Seit über zweitausend Jahren kennt man die Heilpflanze Artemisia annua. Eines ihrer größten Potenziale: Sie heilt Malaria und schützt vor der Krankheit, die südlich der Sahara im Minutentakt tötet. Katharina Weingartner begibt sich in Das Fieber auf die Suche nach Zusammenhängen, enttarnt die Global Player der Epidemie, die vom Kampf gegen die Krankheit profitieren. Ihr Film deckt auf, erschüttert und ist gleichzeitig ein Beweisstück für die entnebelnde Kraft von Wissen.

Nachdem Rehema Namyalo über die Wirkung der Pflanze Artemisia aufgeklärt hat, bekommt jeder ein Töpfchen mit nach Hause. In ihm: ein zartes, unscheinbares Gewächs. Die Bewohner/innen des Dorfes sollen Artemisia selbst anbauen, um sich vor einer Krankheit zu schützen, die alle sechzig Sekunden das Leben eines Kindes fordert: Malaria. Katharina Weingartner hat für ihren neuen Film verschiedene Länder Ostafrikas besucht, mit Menschen in Uganda, Tansania und Kenia gesprochen. Das Fieber deckt langsam, doch immer unverkennbarer die Dimensionen eines Leidens auf, in das zahlreiche Global Player involviert sind, allen voran die Pharmaindustrie im Zusammenspiel mit der WHO, einem der wichtigsten Steuerungsorgane des afrikanischen Gesundheitssystems. Hier laufen Fäden zusammen, die für das Wohl eines ganzen Kontinents von Bedeutung sind. So trägt die WHO etwa die Verantwortung dafür, dass in Afrika zehn Jahre lang nur ein einziges Medikament gegen Malaria vertrieben werden darf – Coartem des Schweizer Pharmakonzerns Novartis.

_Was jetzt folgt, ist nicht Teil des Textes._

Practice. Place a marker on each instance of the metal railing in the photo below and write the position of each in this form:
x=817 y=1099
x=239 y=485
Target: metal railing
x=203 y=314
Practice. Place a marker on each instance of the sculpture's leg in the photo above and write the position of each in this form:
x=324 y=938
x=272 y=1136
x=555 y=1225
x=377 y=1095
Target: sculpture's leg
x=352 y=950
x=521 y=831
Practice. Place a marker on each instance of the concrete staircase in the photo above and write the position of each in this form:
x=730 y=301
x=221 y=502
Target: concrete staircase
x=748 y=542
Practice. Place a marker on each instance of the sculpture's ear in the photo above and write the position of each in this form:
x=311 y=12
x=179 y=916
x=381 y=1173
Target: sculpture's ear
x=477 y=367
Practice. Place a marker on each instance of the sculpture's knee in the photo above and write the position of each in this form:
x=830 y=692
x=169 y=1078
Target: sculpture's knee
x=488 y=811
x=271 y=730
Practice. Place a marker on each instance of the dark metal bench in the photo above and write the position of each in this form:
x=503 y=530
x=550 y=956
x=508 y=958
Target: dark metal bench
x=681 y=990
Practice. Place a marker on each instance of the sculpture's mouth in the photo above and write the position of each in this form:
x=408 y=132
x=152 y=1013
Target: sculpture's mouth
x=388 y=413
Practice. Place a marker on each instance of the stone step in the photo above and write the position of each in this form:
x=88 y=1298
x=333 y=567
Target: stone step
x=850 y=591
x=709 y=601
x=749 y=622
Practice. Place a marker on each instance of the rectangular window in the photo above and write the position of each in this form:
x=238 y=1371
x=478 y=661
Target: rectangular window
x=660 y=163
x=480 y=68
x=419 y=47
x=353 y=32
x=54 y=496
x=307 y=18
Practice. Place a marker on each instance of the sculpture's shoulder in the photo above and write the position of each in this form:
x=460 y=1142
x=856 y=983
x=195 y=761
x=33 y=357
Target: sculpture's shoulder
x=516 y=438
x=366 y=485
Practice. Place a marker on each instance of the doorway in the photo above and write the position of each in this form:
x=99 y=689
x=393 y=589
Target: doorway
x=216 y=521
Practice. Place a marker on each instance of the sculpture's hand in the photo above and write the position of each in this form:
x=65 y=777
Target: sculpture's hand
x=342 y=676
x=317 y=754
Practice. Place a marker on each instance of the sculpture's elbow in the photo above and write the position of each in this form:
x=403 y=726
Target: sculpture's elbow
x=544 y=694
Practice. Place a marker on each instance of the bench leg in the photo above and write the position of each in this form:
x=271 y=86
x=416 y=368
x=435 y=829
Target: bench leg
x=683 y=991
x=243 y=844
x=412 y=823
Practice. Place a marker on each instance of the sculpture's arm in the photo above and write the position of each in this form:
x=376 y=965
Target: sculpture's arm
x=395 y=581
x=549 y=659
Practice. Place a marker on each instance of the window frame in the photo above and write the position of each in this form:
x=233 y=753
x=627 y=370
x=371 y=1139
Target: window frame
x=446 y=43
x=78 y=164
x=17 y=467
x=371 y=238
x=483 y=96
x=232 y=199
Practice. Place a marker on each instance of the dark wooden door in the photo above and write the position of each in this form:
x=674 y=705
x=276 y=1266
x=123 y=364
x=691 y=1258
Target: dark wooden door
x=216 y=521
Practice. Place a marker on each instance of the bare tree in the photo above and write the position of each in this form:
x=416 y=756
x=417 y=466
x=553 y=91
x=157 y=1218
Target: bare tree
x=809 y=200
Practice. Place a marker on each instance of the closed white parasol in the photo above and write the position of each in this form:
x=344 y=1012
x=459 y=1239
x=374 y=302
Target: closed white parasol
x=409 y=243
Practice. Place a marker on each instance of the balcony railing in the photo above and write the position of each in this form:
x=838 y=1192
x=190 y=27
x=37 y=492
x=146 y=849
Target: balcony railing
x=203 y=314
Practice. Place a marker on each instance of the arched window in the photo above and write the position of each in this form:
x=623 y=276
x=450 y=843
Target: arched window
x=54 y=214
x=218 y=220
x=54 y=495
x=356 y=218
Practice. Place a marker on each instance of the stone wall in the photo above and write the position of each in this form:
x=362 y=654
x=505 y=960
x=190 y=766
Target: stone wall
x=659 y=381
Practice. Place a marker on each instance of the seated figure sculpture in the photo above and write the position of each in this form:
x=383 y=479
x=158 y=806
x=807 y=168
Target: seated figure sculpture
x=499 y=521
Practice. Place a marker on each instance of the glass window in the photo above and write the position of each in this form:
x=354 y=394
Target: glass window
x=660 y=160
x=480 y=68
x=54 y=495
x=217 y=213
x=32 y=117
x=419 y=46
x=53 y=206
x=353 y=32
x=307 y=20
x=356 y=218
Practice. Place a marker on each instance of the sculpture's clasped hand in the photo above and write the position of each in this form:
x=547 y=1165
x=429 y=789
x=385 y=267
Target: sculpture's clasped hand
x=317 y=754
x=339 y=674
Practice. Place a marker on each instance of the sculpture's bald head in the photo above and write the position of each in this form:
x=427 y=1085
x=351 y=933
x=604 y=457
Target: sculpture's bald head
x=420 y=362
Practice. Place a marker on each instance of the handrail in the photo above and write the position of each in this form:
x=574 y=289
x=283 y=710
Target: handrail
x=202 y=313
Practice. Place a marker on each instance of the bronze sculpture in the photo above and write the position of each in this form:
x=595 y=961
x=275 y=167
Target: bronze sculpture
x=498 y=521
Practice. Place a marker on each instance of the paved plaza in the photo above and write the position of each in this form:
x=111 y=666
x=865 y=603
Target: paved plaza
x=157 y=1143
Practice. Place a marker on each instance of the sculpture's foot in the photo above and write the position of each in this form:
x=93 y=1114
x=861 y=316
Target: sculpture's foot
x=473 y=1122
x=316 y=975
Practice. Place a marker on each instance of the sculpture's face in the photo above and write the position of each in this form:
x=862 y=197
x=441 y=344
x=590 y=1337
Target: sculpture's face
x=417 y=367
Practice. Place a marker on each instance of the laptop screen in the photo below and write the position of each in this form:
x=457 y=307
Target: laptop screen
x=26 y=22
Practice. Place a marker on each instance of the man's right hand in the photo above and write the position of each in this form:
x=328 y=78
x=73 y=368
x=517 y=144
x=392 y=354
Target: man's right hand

Obwohl bewiesen ist, dass der Parasit Resistenzen gegen das Medikament entwickelt hat und es zudem teuer importiert werden muss, ist Coartem nach wie vor das verbreitetste Mittel. Und damit fließt auch das Geld zurück in den Westen, der Afrika mit seinen Spendenprogrammen doch so großzügig unterstützt.
Aber die Suche dringt tiefer. Sie reicht vom Reisanbau, der perfekte Brutbedingungen für die Larven der Malariamücke bereitstellt, über japanische Moskitonetze, in denen Insektizide enthalten sind, die Menschen krank machen, bis zum biologischen Mückenbekämpfungsmittel BTI, das aus den USA eingekauft werden muss, obwohl es sich leicht lokal herstellen ließe. Das Fieber enttarnt die Profiteure einer Epidemie, die auch ohne Einsatz aufwendiger, schädlicher und kostenintensiver Methoden einzudämmen wäre. Und erteilt jenen das Wort, die auf kleinerer Ebene das Leben vieler hundert Menschen retten, weil sie erfolgreich auf das Brauen von Artemisiatee setzen, aufklären und zur Selbsthilfe anregen. Bis nach Peking trägt Weingartner ihre Reise, wo Artemisia annua seit zweitausend Jahren als Heilpflanze bekannt ist. Sie besucht Tu Youyou, die 2015 für die Entdeckung des Wirkstoffs Artemisinin mit dem Medizinnobelpreis ausgezeichnet wurde. „Wenn der Westen nicht am Artemisinin interessiert war, weil er seine eigenen Medikamente vertreiben wollte, finde ich das moralisch unmenschlich“, befindet Tu. Ein ernüchterndes Resümee, das durch den gesamten Film hallt. Doch Weingartner legt auch nahe, dass es noch ein weiteres Resümee geben könnte: die entnebelnde Kraft von Wissen.